We all know that the Mariners wound up getting the better of the Griffey deal. While Cammy blossomed in Seattle, Griffey soon began to fight with injuries and he struggled to stay on the field. It was a trade I absolutely loathed at the time, but I look back on it today as one of the best moves the team's ever made. Despite being granted absolutely nothing in the way of leverage, the Mariners were somehow able to dump an icon and come away better because of it.
But was I right to loathe it at the time? Okay, yeah, there were personal reasons - Griffey was everyone's hero - but if you strip all that away, was there actually a reason to be upset with what the trade meant for the team on the field?
Between 1997-1999, Griffey was sustaining his offensive peak. He put up wOBAs of .410, .408, and .404, and stood as one of the most universally feared hitters in the league.

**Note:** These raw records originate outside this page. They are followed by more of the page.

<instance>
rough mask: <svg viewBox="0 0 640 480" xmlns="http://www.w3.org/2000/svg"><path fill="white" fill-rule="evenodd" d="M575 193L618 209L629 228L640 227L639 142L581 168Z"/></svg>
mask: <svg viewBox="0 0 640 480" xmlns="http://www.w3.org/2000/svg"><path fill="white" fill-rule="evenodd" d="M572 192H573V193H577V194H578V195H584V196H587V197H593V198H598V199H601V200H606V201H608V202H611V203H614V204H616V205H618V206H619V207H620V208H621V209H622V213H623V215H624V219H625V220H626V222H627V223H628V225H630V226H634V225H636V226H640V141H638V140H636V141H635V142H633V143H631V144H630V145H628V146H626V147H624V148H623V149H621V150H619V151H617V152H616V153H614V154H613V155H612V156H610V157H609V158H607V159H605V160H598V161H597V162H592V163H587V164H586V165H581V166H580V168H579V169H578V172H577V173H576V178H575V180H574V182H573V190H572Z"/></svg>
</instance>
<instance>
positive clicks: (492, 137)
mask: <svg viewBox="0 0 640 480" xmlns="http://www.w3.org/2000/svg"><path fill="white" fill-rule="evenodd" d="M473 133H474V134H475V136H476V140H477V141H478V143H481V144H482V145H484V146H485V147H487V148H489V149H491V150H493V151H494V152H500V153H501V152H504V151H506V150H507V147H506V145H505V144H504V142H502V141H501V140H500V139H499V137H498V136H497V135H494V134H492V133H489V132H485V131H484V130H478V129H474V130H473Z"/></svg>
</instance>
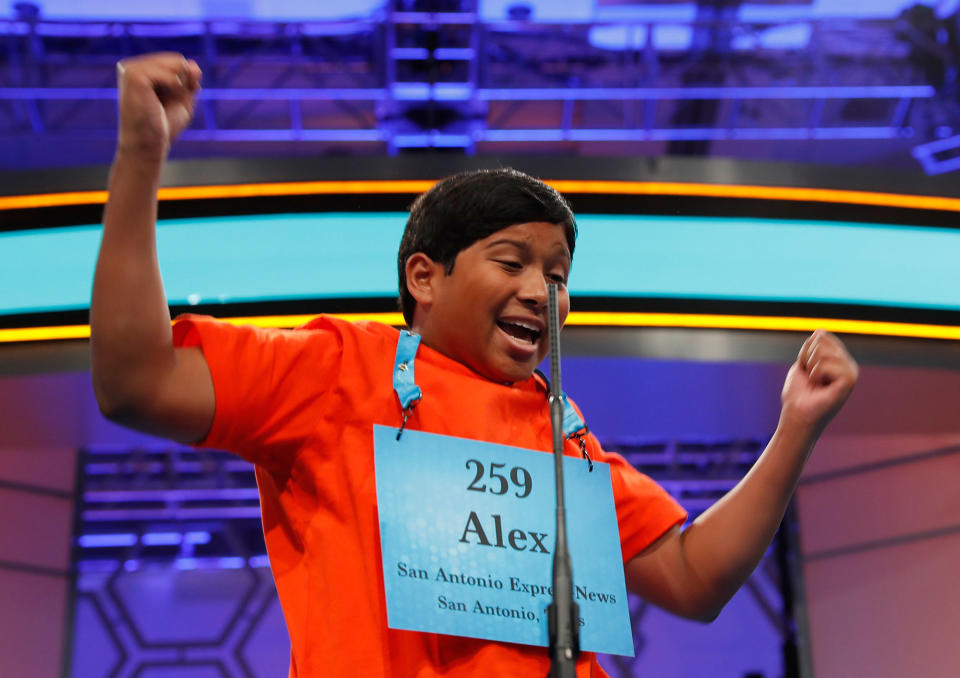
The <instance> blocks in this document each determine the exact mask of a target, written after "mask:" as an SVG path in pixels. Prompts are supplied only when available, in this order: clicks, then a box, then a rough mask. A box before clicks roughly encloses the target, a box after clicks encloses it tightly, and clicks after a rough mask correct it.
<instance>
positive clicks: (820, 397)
mask: <svg viewBox="0 0 960 678" xmlns="http://www.w3.org/2000/svg"><path fill="white" fill-rule="evenodd" d="M199 84H200V71H199V68H198V67H197V65H196V64H195V63H193V62H188V61H186V60H184V59H183V57H181V56H179V55H176V54H158V55H151V56H147V57H142V58H137V59H130V60H127V61H124V62H122V63H121V64H120V66H119V88H120V96H119V98H120V103H119V106H120V134H119V141H118V149H117V155H116V159H115V161H114V166H113V171H112V173H111V177H110V199H109V201H108V205H107V208H106V211H105V215H104V234H103V242H102V245H101V250H100V255H99V258H98V262H97V270H96V275H95V280H94V294H93V304H92V307H91V329H92V336H91V347H92V366H93V381H94V389H95V392H96V395H97V399H98V402H99V403H100V407H101V409H102V411H103V412H104V414H105V415H106V416H108V417H110V418H111V419H114V420H116V421H119V422H121V423H124V424H127V425H129V426H132V427H135V428H138V429H140V430H143V431H147V432H150V433H154V434H158V435H163V436H166V437H170V438H173V439H176V440H181V441H185V442H191V443H195V442H198V441H199V442H201V443H202V444H205V445H211V446H214V447H220V448H224V449H230V450H232V451H234V452H237V453H239V454H241V455H242V456H244V457H245V458H247V459H249V460H251V461H253V462H254V463H255V464H256V466H257V479H258V485H259V487H260V493H261V507H262V514H263V525H264V533H265V536H266V542H267V547H268V552H269V555H270V559H271V566H272V569H273V574H274V577H275V579H276V583H277V590H278V593H279V595H280V600H281V603H282V605H283V610H284V615H285V618H286V621H287V626H288V629H289V632H290V638H291V644H292V656H291V666H290V675H291V676H320V675H322V676H341V675H343V676H348V675H349V676H354V675H362V676H398V677H405V676H423V677H427V676H451V677H452V676H468V675H477V674H485V675H498V676H530V675H545V674H546V672H547V667H548V665H547V659H546V652H545V650H544V649H543V648H539V647H528V646H522V645H512V644H507V643H493V642H488V641H481V640H476V639H470V638H458V637H454V636H444V635H434V634H427V633H413V632H407V631H396V630H391V629H388V628H387V627H386V614H385V604H384V600H383V572H382V568H381V562H380V543H379V533H378V529H377V521H378V515H377V503H376V488H375V483H374V469H373V450H372V441H371V438H372V436H371V430H372V427H373V425H374V424H383V425H388V426H394V427H397V426H400V425H401V422H402V421H403V418H404V417H405V416H408V417H409V420H408V421H406V422H405V423H406V426H407V427H408V428H409V429H416V430H420V431H427V432H431V433H439V434H447V435H453V436H458V437H462V438H473V439H476V440H482V441H487V442H493V443H501V444H509V445H514V446H517V447H527V448H532V449H542V450H548V449H550V444H551V442H550V441H551V437H550V419H549V414H548V407H547V400H546V397H545V395H546V391H545V388H544V384H543V383H542V381H540V380H539V379H537V378H536V377H534V376H533V371H534V368H535V367H536V366H537V365H538V364H539V362H540V361H541V360H542V359H543V358H544V356H545V355H546V353H547V350H548V346H547V339H546V284H547V283H548V282H554V283H557V284H558V285H559V288H560V295H559V297H560V313H561V316H562V318H563V317H565V316H566V313H567V311H568V310H569V297H568V294H567V291H566V281H567V276H568V274H569V271H570V263H571V255H572V253H573V249H574V236H575V230H574V223H573V215H572V214H571V213H570V211H569V208H568V207H567V206H566V203H565V202H564V201H563V199H562V198H561V197H560V196H559V195H557V194H556V193H555V192H554V191H552V190H551V189H549V188H547V187H546V186H544V185H543V184H541V183H540V182H537V181H536V180H533V179H531V178H530V177H526V176H525V175H521V174H519V173H513V172H510V171H499V172H487V173H483V172H481V173H471V174H465V175H458V176H456V177H452V178H450V179H448V180H445V181H444V182H441V183H440V184H438V185H437V186H436V187H435V188H434V189H432V190H431V191H429V192H428V193H427V194H425V195H424V196H421V198H420V199H419V200H418V201H417V202H416V203H415V205H414V207H413V209H412V212H411V217H410V221H409V222H408V225H407V230H406V232H405V234H404V238H403V242H402V243H401V247H400V253H399V257H398V265H399V274H400V283H401V284H400V292H401V305H402V308H403V311H404V317H405V318H406V320H407V322H408V323H409V324H410V326H411V329H412V330H413V331H414V332H415V333H416V334H418V335H419V336H420V338H421V345H420V348H419V351H418V352H417V353H416V358H415V365H416V379H417V384H418V385H419V386H420V387H421V388H422V390H423V393H424V397H423V399H422V400H421V401H420V403H419V404H418V405H417V406H416V407H414V408H412V409H408V410H406V411H404V410H403V409H402V408H401V407H400V405H399V404H398V400H397V396H396V395H395V394H394V392H393V390H392V384H391V375H392V374H393V372H394V355H395V352H396V350H397V342H398V336H399V334H398V332H397V331H396V330H394V329H392V328H389V327H385V326H382V325H378V324H375V323H357V324H350V323H345V322H342V321H339V320H335V319H331V318H325V317H320V318H317V319H316V320H314V321H312V322H310V323H308V325H307V326H306V327H305V328H302V329H300V330H297V331H265V330H256V329H254V328H233V327H230V326H227V325H224V324H222V323H218V322H216V321H213V320H212V319H209V318H199V317H193V316H185V317H183V318H180V319H178V321H177V323H176V324H175V325H174V327H173V330H172V331H171V325H170V318H169V312H168V309H167V305H166V300H165V298H164V294H163V288H162V283H161V280H160V275H159V269H158V266H157V259H156V249H155V242H154V225H155V219H156V192H157V187H158V182H159V174H160V169H161V167H162V165H163V162H164V160H165V157H166V152H167V150H168V147H169V144H170V142H171V140H172V139H173V138H175V137H176V135H177V134H178V133H179V132H180V131H182V130H183V128H184V127H186V125H187V124H188V123H189V120H190V117H191V113H192V110H193V105H194V97H195V95H196V93H197V91H198V90H199ZM856 377H857V366H856V363H855V362H854V361H853V360H852V358H851V357H850V356H849V355H848V353H847V352H846V350H845V349H844V347H843V345H842V344H841V343H840V342H839V341H838V340H837V339H836V338H835V337H833V336H832V335H830V334H828V333H825V332H820V331H818V332H816V333H814V334H813V335H812V336H811V337H810V338H808V339H807V341H806V342H805V343H804V344H803V347H802V348H801V350H800V354H799V356H798V359H797V361H796V363H795V364H794V365H793V366H792V367H791V369H790V371H789V374H788V375H787V379H786V383H785V385H784V389H783V394H782V402H783V409H782V412H781V417H780V422H779V425H778V427H777V430H776V433H775V434H774V436H773V438H772V439H771V441H770V444H769V446H768V448H767V450H766V451H765V452H764V453H763V455H762V456H761V458H760V459H759V460H758V462H757V463H756V465H755V466H754V467H753V469H751V471H750V472H749V473H748V474H747V476H746V477H745V478H744V479H743V480H742V481H741V482H740V483H739V484H738V485H737V487H736V488H734V489H733V490H732V491H731V492H730V493H729V494H728V495H727V496H725V497H724V498H723V499H721V500H720V501H719V502H717V504H716V505H715V506H714V507H712V508H711V509H710V510H708V511H707V512H705V513H704V514H703V515H701V516H700V517H699V518H698V519H697V520H696V521H695V522H694V523H693V524H692V525H691V526H690V527H689V528H687V529H686V530H684V531H681V530H680V525H681V524H682V523H683V521H684V519H685V514H684V512H683V510H682V509H681V508H680V507H679V506H678V505H676V504H675V503H674V502H673V501H672V500H671V499H670V498H669V496H667V495H666V494H665V493H664V492H663V491H662V490H661V489H660V488H658V487H657V486H656V485H655V484H654V483H653V482H652V481H650V480H649V479H648V478H646V477H644V476H642V475H640V474H639V473H637V472H636V471H635V470H634V469H632V468H631V467H630V466H629V465H628V464H626V462H624V461H623V460H622V459H621V458H619V457H617V456H616V455H608V454H606V453H604V452H603V451H602V450H601V449H600V447H599V445H598V443H597V442H596V439H595V438H593V437H592V436H588V437H587V438H586V449H587V451H588V452H589V453H590V454H591V455H592V456H593V457H594V458H595V459H599V460H602V461H605V462H607V463H609V464H610V467H611V474H612V483H613V495H614V499H615V504H616V512H617V521H618V525H619V531H620V539H621V548H622V553H623V557H624V562H625V571H626V577H627V584H628V588H629V589H631V590H632V591H634V592H636V593H638V594H640V595H642V596H643V597H645V598H646V599H647V600H649V601H651V602H653V603H655V604H657V605H659V606H661V607H663V608H665V609H667V610H670V611H672V612H674V613H676V614H679V615H682V616H685V617H689V618H694V619H703V620H710V619H713V618H714V617H716V615H717V614H718V613H719V611H720V609H721V608H722V607H723V605H724V604H725V603H726V602H727V601H728V600H729V599H730V597H731V596H732V595H733V594H734V593H735V592H736V590H737V589H738V588H739V587H740V586H741V585H742V584H743V582H744V581H745V580H746V579H747V577H748V576H749V575H750V573H751V572H752V570H753V569H754V567H755V566H756V564H757V563H758V562H759V561H760V559H761V557H762V556H763V554H764V552H765V550H766V548H767V546H768V545H769V543H770V541H771V539H772V538H773V535H774V533H775V531H776V529H777V526H778V524H779V522H780V519H781V517H782V515H783V512H784V510H785V508H786V505H787V502H788V501H789V498H790V496H791V494H792V492H793V490H794V488H795V485H796V482H797V479H798V477H799V475H800V472H801V470H802V468H803V464H804V462H805V460H806V458H807V455H808V454H809V453H810V451H811V449H812V446H813V444H814V442H815V441H816V439H817V437H818V436H819V434H820V433H821V432H822V430H823V428H824V426H826V424H827V422H828V421H829V420H830V419H831V418H832V417H833V415H834V414H836V412H837V411H838V410H839V408H840V407H841V405H842V404H843V402H844V401H845V400H846V398H847V396H848V395H849V393H850V391H851V389H852V388H853V385H854V383H855V381H856ZM566 452H567V453H568V454H574V455H579V453H580V449H579V446H578V445H577V444H576V442H575V441H568V443H567V449H566ZM577 668H578V675H579V676H596V675H603V672H602V670H601V669H600V667H599V665H598V664H597V663H596V659H595V657H594V656H593V655H592V654H589V653H584V654H583V655H581V658H580V660H579V662H578V667H577Z"/></svg>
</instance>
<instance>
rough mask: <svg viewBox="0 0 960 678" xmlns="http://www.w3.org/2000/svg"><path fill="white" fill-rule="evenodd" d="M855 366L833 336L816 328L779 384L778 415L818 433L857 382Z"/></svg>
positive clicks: (831, 334) (850, 356)
mask: <svg viewBox="0 0 960 678" xmlns="http://www.w3.org/2000/svg"><path fill="white" fill-rule="evenodd" d="M858 374H859V367H858V366H857V363H856V361H855V360H854V359H853V357H852V356H851V355H850V354H849V353H848V352H847V349H846V347H845V346H844V345H843V342H841V341H840V340H839V339H838V338H837V337H836V336H834V335H833V334H831V333H829V332H826V331H824V330H817V331H816V332H814V333H813V334H812V335H810V337H809V338H808V339H807V340H806V341H805V342H804V343H803V346H802V347H801V348H800V354H799V355H798V356H797V360H796V362H795V363H794V364H793V365H792V366H791V367H790V371H789V372H788V373H787V379H786V381H785V383H784V385H783V392H782V394H781V402H782V403H783V412H782V416H783V417H786V418H787V419H788V420H789V421H791V422H792V423H794V424H797V425H800V426H802V427H804V428H807V429H808V430H809V431H810V432H811V433H813V434H814V435H820V433H822V432H823V429H824V428H825V427H826V425H827V424H828V423H830V420H831V419H833V417H834V415H836V414H837V412H839V411H840V408H841V407H842V406H843V403H845V402H846V400H847V397H848V396H849V395H850V392H851V391H852V390H853V386H854V384H856V383H857V376H858Z"/></svg>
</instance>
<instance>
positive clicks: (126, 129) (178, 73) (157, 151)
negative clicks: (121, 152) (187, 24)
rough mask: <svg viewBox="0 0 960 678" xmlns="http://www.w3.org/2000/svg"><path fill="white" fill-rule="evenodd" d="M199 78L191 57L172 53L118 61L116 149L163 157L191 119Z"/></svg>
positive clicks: (117, 68)
mask: <svg viewBox="0 0 960 678" xmlns="http://www.w3.org/2000/svg"><path fill="white" fill-rule="evenodd" d="M200 78H201V73H200V67H199V66H197V63H196V62H195V61H193V60H188V59H186V58H184V57H183V55H181V54H176V53H173V52H161V53H157V54H148V55H145V56H140V57H134V58H131V59H124V60H123V61H121V62H120V63H118V64H117V87H118V88H119V97H118V98H119V110H120V133H119V139H118V143H117V147H118V150H119V151H121V152H125V153H134V154H136V155H138V156H144V157H149V158H151V159H156V160H159V161H162V160H163V159H164V158H165V157H166V153H167V151H168V150H169V148H170V143H171V142H172V141H173V140H174V139H175V138H176V137H177V135H178V134H180V132H182V131H183V130H184V128H186V126H187V125H189V124H190V119H191V118H192V117H193V108H194V102H195V100H196V96H197V92H198V91H199V90H200Z"/></svg>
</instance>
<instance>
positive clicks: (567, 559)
mask: <svg viewBox="0 0 960 678" xmlns="http://www.w3.org/2000/svg"><path fill="white" fill-rule="evenodd" d="M547 333H548V337H549V340H550V423H551V424H552V427H553V459H554V472H555V475H556V481H557V543H556V547H555V548H554V552H553V600H552V601H551V602H550V605H548V606H547V633H548V637H549V639H550V645H549V652H550V673H549V678H576V660H577V657H578V656H579V654H580V627H579V624H578V618H579V616H580V610H579V606H578V605H577V604H576V603H575V602H574V600H573V567H572V565H571V563H570V550H569V548H568V546H567V516H566V511H565V508H564V500H563V396H562V395H561V394H562V393H563V390H562V389H561V387H560V311H559V307H558V304H557V285H556V284H553V283H551V284H549V285H547Z"/></svg>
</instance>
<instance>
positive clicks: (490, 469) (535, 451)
mask: <svg viewBox="0 0 960 678" xmlns="http://www.w3.org/2000/svg"><path fill="white" fill-rule="evenodd" d="M373 438H374V450H375V455H376V475H377V503H378V509H379V515H380V544H381V550H382V553H383V578H384V582H383V584H384V592H385V594H386V600H387V622H388V625H389V626H390V628H395V629H405V630H410V631H425V632H430V633H443V634H449V635H456V636H468V637H471V638H485V639H488V640H495V641H504V642H510V643H524V644H528V645H544V646H545V645H547V642H548V641H547V615H546V607H547V605H548V604H549V603H550V600H551V599H552V595H553V591H552V587H551V582H552V569H553V548H554V541H555V532H556V529H555V527H556V525H555V524H556V512H555V497H556V490H555V487H556V485H555V483H556V481H555V480H554V470H553V465H554V461H553V455H552V454H548V453H544V452H537V451H534V450H527V449H522V448H517V447H509V446H506V445H495V444H492V443H484V442H479V441H476V440H468V439H464V438H454V437H451V436H443V435H437V434H432V433H424V432H421V431H412V430H409V429H407V430H405V431H404V432H403V435H402V436H401V438H400V440H399V441H398V440H397V429H395V428H390V427H386V426H374V430H373ZM563 473H564V487H565V490H564V496H565V500H566V510H567V533H568V541H569V544H570V551H571V557H572V561H573V579H574V599H575V600H576V602H577V604H578V605H579V606H580V621H579V623H580V647H581V648H582V649H583V650H585V651H591V652H606V653H611V654H619V655H627V656H633V639H632V635H631V630H630V615H629V610H628V607H627V592H626V586H625V584H624V577H623V558H622V555H621V551H620V536H619V531H618V529H617V519H616V511H615V508H614V503H613V491H612V489H611V484H610V467H609V466H608V465H607V464H603V463H594V468H593V471H592V472H590V471H588V465H587V462H586V461H584V460H583V459H578V458H574V457H565V458H564V467H563Z"/></svg>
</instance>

Between 1997-1999, Cammy was just getting his feet wet. He put up wOBAs of .360, .305, and .379, and stood as a guy with some speed, some pop, and a massive hole in his swing.
If you apply a basic 6/3/1 weighting, you get a .406 wOBA for Griffey in 2000, and a .355 wOBA for Cammy. That equates to a difference of about 30 runs over a full season (650 PAs). In other words, at the time of the trade, Griffey looked to be about 30 runs better than Cammy at the plate. Maybe 25 if you figured that Cammy would get better as he entered his peak, and maybe 35 if you figured that Cammy's lackluster 1998 was a concern. But somewhere around there. Offensively, Griffey was the better player by something on the order of ~3 wins.
But that's only half of the picture. According to UZR, Griffey was a -13 run (per season) center fielder between 2000-2003, whereas Cammy was a +23. Now, these figures only include post-trade playing time, but if you extrapolate them back, we can say with reasonable certainty that, at the time of the deal, Cammy was +20 < x < +30 in center, while Griffey was -15 < x < -5. We traded a below-average defensive center fielder and got back one of the elites. I don't know, maybe Griffey was more like a 0 at the time and his injuries unfairly skew the data since we couldn't know those were going to happen, but either way, Cammy was on another level. And just because people weren't really talking about defense back then doesn't mean its relevance was any less significant. According to the best measure we have, Cammy's defense was so good that it negated just about all of Griffey's offensive advantage.
Think about that. At the time of the trade - when we had no choice but to give Griffey to the Reds in exchange for whatever they felt like offering - Ken Griffey Jr. and Mike Cameron were roughly equivalent players. And while Griffey was 30 years old, Cammy was 27 and still under team control for three more years. Jim Bowden also gave us three other players, one of whom was a highly regarded young infielder and another of whom was a 27 year old #4 starter also under three more years of team control.
We didn't just rip off the Reds in retrospect. We ripped off the Reds at the time.
Mike Cameron's career is among the most underappreciated in recent baseball history.